Inspired by the Parks: A Reading of Prose & Poetry
Thurs. 9/6, 7p, Hines Hill Conference Center, 1403 West Hines Hill Rd, Peninsula OH 44264
Three National Parks Artists-in-Residence will be on hand to share their experiences and to present work illuminating the spirit of the national parklands and historical monuments. Area writers will join in, reading from their own work focusing on nature and local lore. The audience is encouraged to engage in conversation with the artists following the presentation and invited to ask questions about the Ohio arts community, opportunities for artists in the national parks, and the artists’ work and experiences.

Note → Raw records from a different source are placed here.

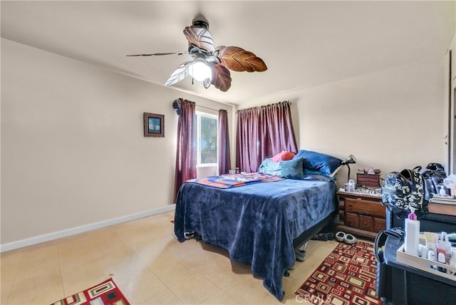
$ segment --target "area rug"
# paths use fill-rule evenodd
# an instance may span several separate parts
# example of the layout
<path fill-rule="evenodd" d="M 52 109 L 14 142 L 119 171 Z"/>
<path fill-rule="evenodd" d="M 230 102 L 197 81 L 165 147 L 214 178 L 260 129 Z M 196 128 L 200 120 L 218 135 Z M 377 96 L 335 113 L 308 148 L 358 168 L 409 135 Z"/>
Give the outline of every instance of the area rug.
<path fill-rule="evenodd" d="M 53 303 L 51 305 L 130 305 L 113 279 Z"/>
<path fill-rule="evenodd" d="M 295 292 L 314 304 L 379 304 L 375 293 L 377 260 L 373 245 L 339 243 Z"/>

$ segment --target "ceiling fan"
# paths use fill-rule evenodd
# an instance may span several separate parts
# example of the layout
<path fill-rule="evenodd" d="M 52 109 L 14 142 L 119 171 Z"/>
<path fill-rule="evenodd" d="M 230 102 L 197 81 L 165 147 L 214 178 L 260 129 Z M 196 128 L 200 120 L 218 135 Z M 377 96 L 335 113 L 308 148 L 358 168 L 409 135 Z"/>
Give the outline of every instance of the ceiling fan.
<path fill-rule="evenodd" d="M 127 56 L 190 55 L 193 60 L 181 63 L 165 86 L 171 86 L 190 75 L 194 79 L 202 81 L 204 88 L 214 85 L 223 92 L 231 87 L 232 78 L 228 69 L 237 72 L 262 72 L 267 70 L 261 58 L 242 48 L 224 46 L 214 47 L 212 36 L 209 31 L 209 24 L 205 21 L 195 19 L 192 26 L 184 29 L 184 35 L 189 43 L 187 52 L 133 54 Z"/>

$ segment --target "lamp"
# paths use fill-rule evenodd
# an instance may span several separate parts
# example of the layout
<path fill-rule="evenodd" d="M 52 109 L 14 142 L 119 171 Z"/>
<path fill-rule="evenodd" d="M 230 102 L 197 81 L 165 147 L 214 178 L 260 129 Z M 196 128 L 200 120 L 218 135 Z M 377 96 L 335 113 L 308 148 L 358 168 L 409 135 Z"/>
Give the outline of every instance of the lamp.
<path fill-rule="evenodd" d="M 350 155 L 348 158 L 346 158 L 344 161 L 342 161 L 342 165 L 347 165 L 348 167 L 348 177 L 347 178 L 347 182 L 350 180 L 350 165 L 349 164 L 356 163 L 356 158 L 354 155 Z"/>
<path fill-rule="evenodd" d="M 212 78 L 212 71 L 202 61 L 196 58 L 195 63 L 188 68 L 189 74 L 197 81 L 203 81 L 206 78 Z"/>

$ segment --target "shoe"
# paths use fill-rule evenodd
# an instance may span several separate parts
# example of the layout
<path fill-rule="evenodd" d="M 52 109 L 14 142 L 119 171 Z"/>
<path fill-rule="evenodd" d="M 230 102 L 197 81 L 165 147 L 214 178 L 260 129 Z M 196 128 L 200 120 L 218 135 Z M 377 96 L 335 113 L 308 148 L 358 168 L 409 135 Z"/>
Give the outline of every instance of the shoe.
<path fill-rule="evenodd" d="M 343 242 L 343 239 L 345 239 L 345 233 L 343 233 L 343 232 L 338 232 L 337 233 L 336 233 L 336 240 L 340 242 Z"/>
<path fill-rule="evenodd" d="M 347 234 L 343 239 L 343 242 L 348 244 L 353 244 L 358 242 L 358 239 L 351 234 Z"/>

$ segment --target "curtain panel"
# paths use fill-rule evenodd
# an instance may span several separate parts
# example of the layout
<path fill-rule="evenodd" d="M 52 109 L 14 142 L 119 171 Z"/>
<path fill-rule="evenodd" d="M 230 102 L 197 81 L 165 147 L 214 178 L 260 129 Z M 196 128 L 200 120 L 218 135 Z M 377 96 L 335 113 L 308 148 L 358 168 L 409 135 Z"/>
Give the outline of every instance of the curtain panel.
<path fill-rule="evenodd" d="M 224 109 L 220 109 L 219 110 L 219 175 L 229 172 L 231 167 L 229 154 L 228 112 Z"/>
<path fill-rule="evenodd" d="M 195 103 L 180 98 L 182 113 L 177 122 L 177 149 L 175 176 L 174 202 L 180 186 L 187 180 L 197 177 L 195 152 Z"/>
<path fill-rule="evenodd" d="M 282 150 L 296 152 L 290 103 L 280 102 L 237 112 L 236 166 L 247 172 Z"/>

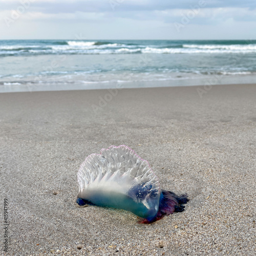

Photographer Marilyn Feather’s work has been inspired by the great outdoors for over a decade. Promoting a vision of “Find Your Park through Art,” she has served as artist-in residence at Great Sand Dunes National Park, Bighorn Canyon, and Agate Fossil Beds National Monument. Her goal is to photographically record and create fine art of the American landscapes, and to expose natural wonders to people unaware of their existence or unable physically to visit them. Marilyn lives in eastern Michigan.
Ohio native Nancy Cook is a writer whose wanderlust has taken her from the shores of Lake Erie to New England, New Mexico, New York’s Finger Lakes, Maryland’s Eastern Shore, and, most recently, to the frozen lakes of Minnesota. She is a 2017 recipient of a National Parks Arts Foundation residency at Gettysburg, and is currently working on a book-length, hybrid work of fiction, poetry, and art connecting Civil War history with current issues of national dis-unification and racial division. Nancy also runs a “Witness Project,” a series of free community writing workshops in Minneapolis designed to enable creative work by underrepresented voices.
Karin McCay is a Pittsburgh-based essayist whose work focuses on climate change and environmental history. He has been a writer-in-residence at national parks and recreation areas in California, Delaware, and Florida. Currently he is documenting the changing lives of small mammals in Appalachia.